Tuesday, January 19, 2016

So you wanna be partners?

Recently Joanna and I did a podcast for our friend Kris Wimberly where we offered sage advice on how to get hired as a writer (smell good), what it's like to be story editors (emails 4 dayz), and what it's like to be writing partners (amazeballs). But there's only so much time in a podcast, and we spent a lot of it joking around and having staring contests, so we thought we'd take a sec to write a little bit more on some subjects. First up - being partners!

Let's start with the poop part so we can end on sunshine and rainbows. Number one con: you split a salary. Everything down the middle. So if you eat caviar for breakfast or have your heart set on swimming in money Scrooge McDuck style, a partnership is not for you.

This is not safe!

You will have fights. A partnership is a relationship. Some would argue that it goes even deeper than a relationship because you gotta be friends and business partners and intellectual lovers. So in order to make the 40+ hours you spend together every week enjoyable and productive, you have to be able to hash it out and (almost more importantly) be okay to move on like 5 minutes later.

Pretty much how we duke it out but with 98% less muscles.

You're the Olsen Twins. A fun 90's-reference way of saying you become one half of a whole. The people you meet will remember you as a team, and you'll never be "just" you. And if you are you, you're you in relation to your partner. Kinda like how you remember Mary Kate and Ashley as the Goth one or the one that's engaged to a giant (J/K BOTH EXAMPLES ARE MARY KATE). This is not necessarily a bad thing! It's actually pretty great, as long as you love who your partner is. You could what we do and craft your joint-identity together. Or you could be complete opposites and that can be your "thing."
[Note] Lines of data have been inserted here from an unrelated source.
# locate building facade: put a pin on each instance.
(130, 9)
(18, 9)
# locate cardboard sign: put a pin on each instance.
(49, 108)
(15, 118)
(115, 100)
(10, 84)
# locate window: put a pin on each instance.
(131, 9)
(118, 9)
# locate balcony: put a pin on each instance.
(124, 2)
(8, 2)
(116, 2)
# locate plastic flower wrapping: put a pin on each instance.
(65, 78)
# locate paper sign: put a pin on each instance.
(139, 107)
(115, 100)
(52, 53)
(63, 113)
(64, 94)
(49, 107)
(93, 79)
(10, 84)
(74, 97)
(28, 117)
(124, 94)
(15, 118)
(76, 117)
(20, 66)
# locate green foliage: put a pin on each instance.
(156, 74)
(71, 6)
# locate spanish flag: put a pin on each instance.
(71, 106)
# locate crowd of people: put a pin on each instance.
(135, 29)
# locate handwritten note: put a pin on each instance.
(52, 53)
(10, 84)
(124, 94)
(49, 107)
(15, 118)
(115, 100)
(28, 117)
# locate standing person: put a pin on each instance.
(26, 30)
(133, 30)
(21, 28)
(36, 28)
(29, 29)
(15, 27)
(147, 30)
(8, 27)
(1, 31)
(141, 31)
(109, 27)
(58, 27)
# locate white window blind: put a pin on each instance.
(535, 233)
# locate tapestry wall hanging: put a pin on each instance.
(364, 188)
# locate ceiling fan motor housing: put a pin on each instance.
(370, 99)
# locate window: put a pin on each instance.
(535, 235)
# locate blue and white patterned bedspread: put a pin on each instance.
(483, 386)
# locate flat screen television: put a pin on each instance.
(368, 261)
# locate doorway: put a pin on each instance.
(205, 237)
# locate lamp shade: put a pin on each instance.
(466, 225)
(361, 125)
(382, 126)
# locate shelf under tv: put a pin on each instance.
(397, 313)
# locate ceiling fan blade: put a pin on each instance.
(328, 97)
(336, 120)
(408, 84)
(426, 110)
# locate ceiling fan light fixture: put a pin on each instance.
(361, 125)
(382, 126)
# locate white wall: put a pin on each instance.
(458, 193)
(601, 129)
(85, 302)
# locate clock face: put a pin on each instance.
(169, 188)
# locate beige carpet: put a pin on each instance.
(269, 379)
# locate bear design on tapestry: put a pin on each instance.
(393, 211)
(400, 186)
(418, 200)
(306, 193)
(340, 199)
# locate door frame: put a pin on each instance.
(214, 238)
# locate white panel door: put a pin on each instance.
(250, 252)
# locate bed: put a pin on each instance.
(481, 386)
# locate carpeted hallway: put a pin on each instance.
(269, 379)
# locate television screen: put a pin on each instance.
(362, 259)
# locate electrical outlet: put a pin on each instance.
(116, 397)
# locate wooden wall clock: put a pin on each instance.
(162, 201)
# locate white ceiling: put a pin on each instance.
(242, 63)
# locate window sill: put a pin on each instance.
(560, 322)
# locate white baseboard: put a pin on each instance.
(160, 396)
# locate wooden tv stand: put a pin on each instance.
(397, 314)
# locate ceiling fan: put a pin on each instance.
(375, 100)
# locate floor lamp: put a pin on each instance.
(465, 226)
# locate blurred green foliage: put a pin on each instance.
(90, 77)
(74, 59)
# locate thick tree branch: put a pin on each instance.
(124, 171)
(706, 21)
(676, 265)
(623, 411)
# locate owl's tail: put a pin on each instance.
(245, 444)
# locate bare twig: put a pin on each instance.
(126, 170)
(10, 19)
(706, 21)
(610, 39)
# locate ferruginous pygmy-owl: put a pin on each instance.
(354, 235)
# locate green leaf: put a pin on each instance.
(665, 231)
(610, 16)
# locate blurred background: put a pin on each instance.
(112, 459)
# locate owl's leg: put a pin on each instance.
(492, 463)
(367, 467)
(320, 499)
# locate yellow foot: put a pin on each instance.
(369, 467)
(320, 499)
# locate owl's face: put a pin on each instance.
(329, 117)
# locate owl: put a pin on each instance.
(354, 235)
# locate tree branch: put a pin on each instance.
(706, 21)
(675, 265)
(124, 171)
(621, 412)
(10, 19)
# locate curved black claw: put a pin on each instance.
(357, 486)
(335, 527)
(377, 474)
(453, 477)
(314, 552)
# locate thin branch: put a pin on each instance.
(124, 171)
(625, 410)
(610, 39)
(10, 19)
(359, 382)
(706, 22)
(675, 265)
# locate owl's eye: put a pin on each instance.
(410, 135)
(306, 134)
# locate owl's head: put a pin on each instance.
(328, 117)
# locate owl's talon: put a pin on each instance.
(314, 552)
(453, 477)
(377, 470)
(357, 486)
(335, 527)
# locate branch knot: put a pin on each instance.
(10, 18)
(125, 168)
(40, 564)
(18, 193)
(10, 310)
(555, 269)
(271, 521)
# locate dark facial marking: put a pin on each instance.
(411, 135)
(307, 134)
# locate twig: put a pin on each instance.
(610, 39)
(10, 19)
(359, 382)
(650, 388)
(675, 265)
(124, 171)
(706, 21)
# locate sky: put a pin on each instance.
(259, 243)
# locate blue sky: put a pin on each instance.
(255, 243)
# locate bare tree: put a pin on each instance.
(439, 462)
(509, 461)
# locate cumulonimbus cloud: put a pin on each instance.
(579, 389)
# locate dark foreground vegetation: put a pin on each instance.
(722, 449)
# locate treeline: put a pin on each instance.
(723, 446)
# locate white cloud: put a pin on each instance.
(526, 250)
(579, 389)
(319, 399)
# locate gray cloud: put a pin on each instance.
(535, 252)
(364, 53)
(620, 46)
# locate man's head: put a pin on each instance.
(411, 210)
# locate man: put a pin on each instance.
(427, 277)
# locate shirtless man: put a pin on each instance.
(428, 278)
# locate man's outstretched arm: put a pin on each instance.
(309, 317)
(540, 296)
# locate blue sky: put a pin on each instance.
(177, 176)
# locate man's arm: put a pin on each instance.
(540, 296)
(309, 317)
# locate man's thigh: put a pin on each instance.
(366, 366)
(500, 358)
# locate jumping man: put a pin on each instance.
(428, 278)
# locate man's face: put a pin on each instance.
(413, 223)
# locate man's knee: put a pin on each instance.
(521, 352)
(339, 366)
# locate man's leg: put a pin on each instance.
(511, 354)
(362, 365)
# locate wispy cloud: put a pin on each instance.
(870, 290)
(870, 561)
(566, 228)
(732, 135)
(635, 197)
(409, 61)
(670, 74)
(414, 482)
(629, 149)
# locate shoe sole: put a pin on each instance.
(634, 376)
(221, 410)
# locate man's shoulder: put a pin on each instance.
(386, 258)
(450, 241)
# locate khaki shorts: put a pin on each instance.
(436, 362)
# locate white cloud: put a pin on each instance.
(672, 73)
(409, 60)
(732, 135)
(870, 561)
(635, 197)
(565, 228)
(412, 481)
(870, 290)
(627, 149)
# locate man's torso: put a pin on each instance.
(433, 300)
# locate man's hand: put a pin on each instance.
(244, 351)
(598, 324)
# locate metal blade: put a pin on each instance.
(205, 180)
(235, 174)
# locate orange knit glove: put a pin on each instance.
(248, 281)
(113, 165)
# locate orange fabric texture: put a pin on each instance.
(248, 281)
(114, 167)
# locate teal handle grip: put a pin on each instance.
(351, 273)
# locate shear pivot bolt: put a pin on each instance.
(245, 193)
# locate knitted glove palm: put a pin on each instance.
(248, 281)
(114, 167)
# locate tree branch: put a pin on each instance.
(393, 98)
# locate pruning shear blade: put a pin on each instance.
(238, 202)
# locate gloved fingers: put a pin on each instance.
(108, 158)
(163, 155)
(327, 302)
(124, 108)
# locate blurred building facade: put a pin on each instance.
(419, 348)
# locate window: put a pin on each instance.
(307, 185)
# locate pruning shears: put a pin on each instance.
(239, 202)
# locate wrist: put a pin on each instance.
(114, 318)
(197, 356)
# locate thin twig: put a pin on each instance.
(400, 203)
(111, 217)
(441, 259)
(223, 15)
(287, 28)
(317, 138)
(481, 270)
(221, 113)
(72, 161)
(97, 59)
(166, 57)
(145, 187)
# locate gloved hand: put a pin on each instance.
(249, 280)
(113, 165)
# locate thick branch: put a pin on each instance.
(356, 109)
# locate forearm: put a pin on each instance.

Moving onto the pros! Number one pro: work is fun. Having someone to laugh with and bounce ideas off of is pretty amazing. When you write alone, you find yourself in your own head a lot and questioning whether or not this joke is funny or if Zombie Ben Franklin would say that to Vampire John Wilkes Booth. When you have a partner, work = laughter, and the more laughter you have, the more confidence you have in your script.

HAHAHA drinking melted Jell-o is the BAHST!

You get to keep your sanity. There are times when it's a lot, and it's really great to have someone you can split the load with. Or even just to have someone you can unload with at the end of a stressful day who knows exactly where you're coming from. Because everyone needs a good cathartic yell-fest once in awhile, amirite??



You get stuff DONE. This means two things, actually. 1 - you have motivation to work because someone else's livelihood and nail polish addiction is depending on you. 2 - you get things done faster because two people are like one person, but double. PEOPLE MATH.

Basically us. One of us is her nails, the other one is her hair.

The unknown is less scary. If you're like me, you're easily daunted by things like a Big Meeting, a Corporate Mixer, and a Fancy Restroom With Futuristic Toilets. Not the case when you have a partner! Now you get to have your buddy at your side for the big Important Thing, for better or for worse. Even if things go downhill, at least you can laugh about it together afterwards. It's basically like having Liam Neeson on your team in a hostage situation.



We could go on and on about the benefits to having a partner. You have someone to challenge you, someone who laughs at your weird jokes, and someone to share your dreams and appetizers with. Most importantly, you have someone to carpool with to meetings on the west side! Obviously for us, the pros outweigh the cons, but everyone is a snowflake. A partnership might not be for you.

But I mean, it's like really really fun.